Et pas plus celui du difficile troisième album que les autres. Depuis, un frenchie d'origine a complété le line-up, et c'est ainsi que l'on retrouve aujourd'hui dans la bande, outre les piliers Christoph "Lupus" Lindemann (guitare, chant) et Christoph "Tiger" Bartelt (batterie), le petit nouveau Simon "Dragon" Bouteloup à la basse, et rien n'a vraiment changé depuis les débuts de ce groupe salement acclamé.
KADAVER, kesako ? Un power trio de bon ton ? Un alternative band à l'économie ? La première option est la bonne, mais on tombe surtout sur des passionnés de la scène 70's, du Heavy/Hard à l'ancienne, qui sent bon l'occulte bon marché et les pattes d'éph qui traînent par terre. Oui, on peut être allemand et nostalgique d'une certaine forme de musique américaine/anglaise. Après tout, les KRAFTWERK n'étaient ils pas obsédés par le Funk ?
De Funk il n'est point question ici, pas plus que dans Abra Kadavar, ou dans le premier jet éponyme. Non, ici tout est Rock, de ce Rock bien gras teinté de Metal qu'on retrouvait dans les fondations fumantes du SAB, de PENTAGRAM, et dans les envolées spatiales des gobeurs de pilule d'HAWKWIND. Amplis Orange rutilants, jacks torsadés, jeans et vintage attitude, c'est le monde que vous dessine KADAVAR, et tout en continuant l'optique tablée par les deux premiers efforts du trio, Berlin va plus loin, et peaufine le son et la past credibility. Berlin. Il faut avoir une sacrée paire de balloches pour consacrer un album à cette ville, surtout quand Lou Reed et déjà passé par la, avec un disque honni à l'époque, mais essentiel aujourd'hui. Ca tombe bien, les deux Christoph n'en ont rien à foutre, et jouent crânement leurs cartes. Guitares aiguisés, voix qui s'emballe, rythmique souple qui adopte les contours de riffs à la JET, douze morceaux pour douze mesures d'un Hard Rock teigneux, à peine Metal il est vrai, mais enrobé dans une production analogique pus vraie que nature. Vous êtes demandeur ? Alors asseyez-vous, et dégustez ça une bière fraîche à la main, ou un verre de bourbon, douze ans d'âge, un peu mal vieilli, c'est mieux pour apprécier.

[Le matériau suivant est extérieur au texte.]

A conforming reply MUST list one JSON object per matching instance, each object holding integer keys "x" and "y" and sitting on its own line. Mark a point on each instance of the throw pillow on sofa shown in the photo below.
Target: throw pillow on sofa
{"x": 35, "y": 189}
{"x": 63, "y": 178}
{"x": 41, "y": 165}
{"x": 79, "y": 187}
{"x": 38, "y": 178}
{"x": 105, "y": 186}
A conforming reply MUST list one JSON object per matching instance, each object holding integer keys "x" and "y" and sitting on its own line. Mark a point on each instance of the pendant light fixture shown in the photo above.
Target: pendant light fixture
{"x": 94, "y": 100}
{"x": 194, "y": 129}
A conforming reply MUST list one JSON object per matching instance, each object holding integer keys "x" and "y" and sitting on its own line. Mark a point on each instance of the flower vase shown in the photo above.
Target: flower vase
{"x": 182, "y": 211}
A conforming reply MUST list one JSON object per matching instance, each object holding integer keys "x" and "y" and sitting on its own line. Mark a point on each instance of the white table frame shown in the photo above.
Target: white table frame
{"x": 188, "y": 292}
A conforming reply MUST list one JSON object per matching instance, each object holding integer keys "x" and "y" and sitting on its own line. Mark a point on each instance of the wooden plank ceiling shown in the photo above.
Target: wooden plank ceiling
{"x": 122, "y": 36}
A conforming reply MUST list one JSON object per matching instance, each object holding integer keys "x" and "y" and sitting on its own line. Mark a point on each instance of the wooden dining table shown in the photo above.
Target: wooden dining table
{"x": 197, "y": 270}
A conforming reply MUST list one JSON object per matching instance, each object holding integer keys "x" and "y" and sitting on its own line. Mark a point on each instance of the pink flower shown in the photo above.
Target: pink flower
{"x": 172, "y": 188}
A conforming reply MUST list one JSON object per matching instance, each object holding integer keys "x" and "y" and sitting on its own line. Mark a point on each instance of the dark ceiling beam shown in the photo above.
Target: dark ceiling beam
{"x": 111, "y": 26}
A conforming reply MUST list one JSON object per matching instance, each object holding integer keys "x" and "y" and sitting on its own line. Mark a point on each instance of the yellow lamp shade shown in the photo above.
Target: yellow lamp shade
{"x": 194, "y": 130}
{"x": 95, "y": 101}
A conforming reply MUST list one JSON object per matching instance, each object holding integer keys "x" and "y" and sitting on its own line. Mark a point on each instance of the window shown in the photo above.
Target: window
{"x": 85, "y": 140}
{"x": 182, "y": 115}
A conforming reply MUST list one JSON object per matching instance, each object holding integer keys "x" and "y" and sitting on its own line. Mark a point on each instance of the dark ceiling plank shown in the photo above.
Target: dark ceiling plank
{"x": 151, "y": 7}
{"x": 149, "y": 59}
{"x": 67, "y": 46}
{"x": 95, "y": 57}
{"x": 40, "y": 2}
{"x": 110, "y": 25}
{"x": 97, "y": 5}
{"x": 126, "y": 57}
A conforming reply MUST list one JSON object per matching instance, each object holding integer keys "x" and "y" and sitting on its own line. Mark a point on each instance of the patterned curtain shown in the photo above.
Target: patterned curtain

Vous nous racontez quoi alors les gars ? Encore des histoires louches sabrées par une basse fuzz et de la wah-wah qui déborde ? Quelques lancées à la Hendrix, et des arrangements à la Dave Brock ? Un peu fouillis comme d'habitude, mais quand même assez loin des revivalists à la JUPITER ou UNCLE DEAD, parce qu'ici, les ténèbres n'ont pas droit de cité, seule la lumière compte, celle qui se mélange à la fumée de cigarettes qu'on fume jusqu'au bout de la nuit.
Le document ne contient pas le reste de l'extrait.